00.02

298 27 0
                                    

° ° °
.
.
.

Setelah berbincang panjang lebar dengan seorang wanita berpenampilan nyentrik, mengenakan kebaya sebagai atasan dan celana jeans bawahannya, jangan lupakan rambutnya yang berwarna kuning dan berusia tiga tahun diatasnya, Nadine menjabat tangannya begitu kesepakatannya selesai.

"Dijaga baik-baik ya itu barangnya,"

"Iya kak."

"Hati-hati dijalan." Nadine hanya tersenyum sebagai tanggapan.

"Kalau begitu permisi kak."

Nadine keluar dari sebuah rumah tradisional yang begitu khas, yang letaknya berada dipinggiran kota. Di tangannya menenteng sebuah paper bag yang didalamnya berisi barang incarannya.

Masih ada waktu sebelum matahari terbenam, Nadine memutuskan untuk pergi ke satu tempat lagi. Kali ini dia memilih untuk menaiki taksi.

Butuh waktu tiga puluh menit untuknya sampai di depan sebuah gedung bertingkat tinggi. Nadine menaiki lift setelah menekan angka dimana lantai yang ditujunya akan berhenti.

Nadine masuk kedalam studio pilates privat yang langsung disambut seorang wanita yang tersenyum menyambutnya.
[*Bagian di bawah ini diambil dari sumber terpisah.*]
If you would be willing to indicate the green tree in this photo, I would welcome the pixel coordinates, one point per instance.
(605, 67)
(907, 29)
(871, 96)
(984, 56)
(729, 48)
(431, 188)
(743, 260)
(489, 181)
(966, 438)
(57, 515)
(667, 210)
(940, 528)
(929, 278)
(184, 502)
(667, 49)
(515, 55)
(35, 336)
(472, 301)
"Nadine, untung saja saya belum pulang ketika kamu mengirim pesan."

Nadine menganggukkan kepalanya, "Aku ganti baju dulu kak."

Wanita itu tersenyum dan mempersilahkannya.
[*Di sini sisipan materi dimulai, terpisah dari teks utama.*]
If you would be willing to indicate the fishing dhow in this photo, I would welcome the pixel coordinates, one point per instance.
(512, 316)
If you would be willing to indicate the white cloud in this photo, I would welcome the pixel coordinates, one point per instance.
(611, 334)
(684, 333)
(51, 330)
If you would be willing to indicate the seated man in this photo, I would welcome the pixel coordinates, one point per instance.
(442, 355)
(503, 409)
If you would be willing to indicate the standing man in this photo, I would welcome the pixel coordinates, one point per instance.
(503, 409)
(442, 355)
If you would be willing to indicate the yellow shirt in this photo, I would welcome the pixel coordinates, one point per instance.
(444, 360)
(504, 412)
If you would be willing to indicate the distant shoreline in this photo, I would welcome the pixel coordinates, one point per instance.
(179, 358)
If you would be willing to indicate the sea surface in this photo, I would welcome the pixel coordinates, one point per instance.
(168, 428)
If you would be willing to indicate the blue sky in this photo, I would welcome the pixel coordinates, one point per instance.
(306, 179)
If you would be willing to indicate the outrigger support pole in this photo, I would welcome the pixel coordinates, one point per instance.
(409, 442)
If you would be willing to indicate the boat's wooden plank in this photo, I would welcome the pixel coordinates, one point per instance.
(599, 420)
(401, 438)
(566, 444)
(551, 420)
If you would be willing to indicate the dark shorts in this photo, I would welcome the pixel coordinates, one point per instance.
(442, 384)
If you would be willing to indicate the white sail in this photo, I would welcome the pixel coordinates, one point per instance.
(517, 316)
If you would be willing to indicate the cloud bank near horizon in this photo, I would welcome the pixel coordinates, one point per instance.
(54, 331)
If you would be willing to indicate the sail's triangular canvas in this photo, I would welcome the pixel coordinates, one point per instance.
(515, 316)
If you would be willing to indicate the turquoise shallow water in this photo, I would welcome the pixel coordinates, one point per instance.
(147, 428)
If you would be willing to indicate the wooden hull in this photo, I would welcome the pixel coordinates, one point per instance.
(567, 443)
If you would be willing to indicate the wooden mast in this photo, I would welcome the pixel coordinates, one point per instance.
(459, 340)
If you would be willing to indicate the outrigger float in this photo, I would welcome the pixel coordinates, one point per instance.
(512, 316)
Nadine keluar dari ruang ganti menggunakan kaus lengan panjang dan celana legging panjang juga hingga memperlihatkan lekuk tubuhnya yang begitu sempurna. Wanita bernama Joana yang menjadi pelatihnya saja selalu berdecak ketika melihat tubuh Nadine yang begitu indah.

Membuat para kaum hawa iri melihatnya. Dan beruntungnya Joana karena hanya dia yang pernah melihat Nadine berpakaian seperti itu.

Nadine mulai dengan sesi peregangan terlebih dahulu sebelum pada sesi intinya.

Melangkahkan kakinya dan naik ke sebuah kotak tiang, Nadine mengangkat kedua tangannya untuk mencengkeram tiang di atasnya dan mulai menggantungkan tubuhnya secara perlahan. Dengan mudah dan luwes Nadine melakukan gerakan dari yang ringan sampai susah.

Semua gerakan yang gerakan yang dilakukannya tidak luput dari pengawasan Joana, pelatih sekaligus pemilik studio privat ini.

Sudah dua tahun Nadine menekuni olahraga yang membutuhkan fokus yang begitu tinggi ini. Tidak ada yang mengetahuinya sama sekali. Tadinya Nadine hanya iseng-iseng melakukannya karena dia merasa jika banyak waktunya yang terbuang sia-sia. Sampai akhirnya dia kecanduan sampai sekarang.

Pun rasanya begitu menenangkan ketika Nadine melakukannya. Ada kesenangan tersendiri baginya.

Satu jam berlalu, Nadine berhenti dan duduk di lantai untuk menstabilkan nafasnya. Sedangkan Joana pamit ke ruangannya.

Pandangannya tertuju pada jendela besar didepannya, dimana memperlihatkan bangunan-bangunan pencakar langit berjajar seolah bersaing siapa yang paling tinggi. Juga langit yang mulai kehilangan cahayanya membuat pemandangannya begitu indah.

Nadine berdiri untuk membersihkan dirinya. Badannya sudah siap untuk dibersihkan.

"Mau pulang bareng?"

"Aku naik taksi kak." Nadine menolak halus tawaran Joana.

Joana tersenyum, "Kalau begitu sampai jumpa nanti."

Sekali lagi Nadine hanya menganggukkan kepalanya sebagai jawaban. Masuk kedalam mobil yang sebelumnya sudah Nadine pesan secara online lalu menyandarkan kepalanya pada kursi.